Son but, réinventer le violon «de manière cool». L’instrument est partout et la musicienne en joue de différentes façons. «Parfois, je tape sur le violon, parfois je le joue comme une guitare, parfois je fais des staccatos, des pizz (pizzicatos), des legatos. J’appelle ça une pop violonistique», explique-t-elle. Et d’ajouter, qu’«avec cette tournée, j’ai vraiment appris à avoir du fun avec mon violon, à l’adapter comme je veux».

Son propre orchestre 

Les performances de Gabriella sont empreintes d’une douce énergie et l’artiste laisse de la place à de nombreuses interactions avec les spectateurs. Plus qu’un concert, c’est un univers visuel et sonore qui se déploiera sur les planches de la salle lévisienne. «Il y a une partie plus minimaliste alors que ça devient disco à la fin. Je m’en vais dans la salle, je chante en acoustique, puis je prends un violon électrique qui s’illumine de partout suivant la musique», illustre-t-elle. 

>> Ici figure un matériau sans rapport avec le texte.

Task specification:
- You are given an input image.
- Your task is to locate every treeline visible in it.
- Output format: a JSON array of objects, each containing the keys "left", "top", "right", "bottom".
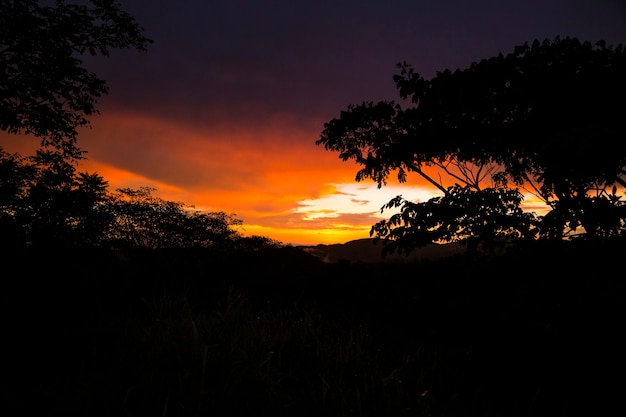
[{"left": 0, "top": 147, "right": 279, "bottom": 250}]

Sur scène, elle joue du violon ainsi que du clavier et de la guitare. «Et j’utilise les loops, explique la musicienne. J’enregistre un bout de violon et par dessus ce que je viens d’enregistrer, j’enregistre d’autres couches. Ça crée mon propre orchestre. Je loop le piano ou la guitare avec mon violon, ça me permet d’être autonome et de pouvoir chanter pendant que quelque chose joue.»

Après un passage remarqué à The Voice, en France en 2016, l’auteure-compositrice-interprète partage sa vie d’un côté et de l’autre de l’Atlantique. «L’album Étrangère est vraiment lié aux allers-retours que j’ai faits en France. C’est une nouvelle culture que j’ai découverte. Je ne connaissais pas tous ces artistes français en émergence que j’adore. Plus je voyage, plus je trouve d’influences», raconte Gabriella. 

Ce qu’elle préfère, ce sont les voyages, parce que, loin de chez soi, on ne prend jamais rien pour acquis. «C’est bouleversant, mais c’est tellement le fun», s’enthousiasme-t-elle. Et en France, où les Québécois sont tellement aimés et où on se sent super accueilli», elle s’est redécouverte.

«À chaque fois que je m’en vais chercher une baguette de pain, on me rappelle que je suis étrangère. Même si je me sens chez moi là-bas. Les gens me disent qu’ils aiment mon accent. Au début, c’était déstabilisant. Plusieurs personnes n’aimeraient pas cette instabilité, mais j’adore vivre dans mes bagages, me réveiller et ne pas savoir où je suis. C’est le mode de vie que j’ai décidé d’adopter.» Dans son prochain album, Gabriella annonce qu’elle reviendra à ses racines.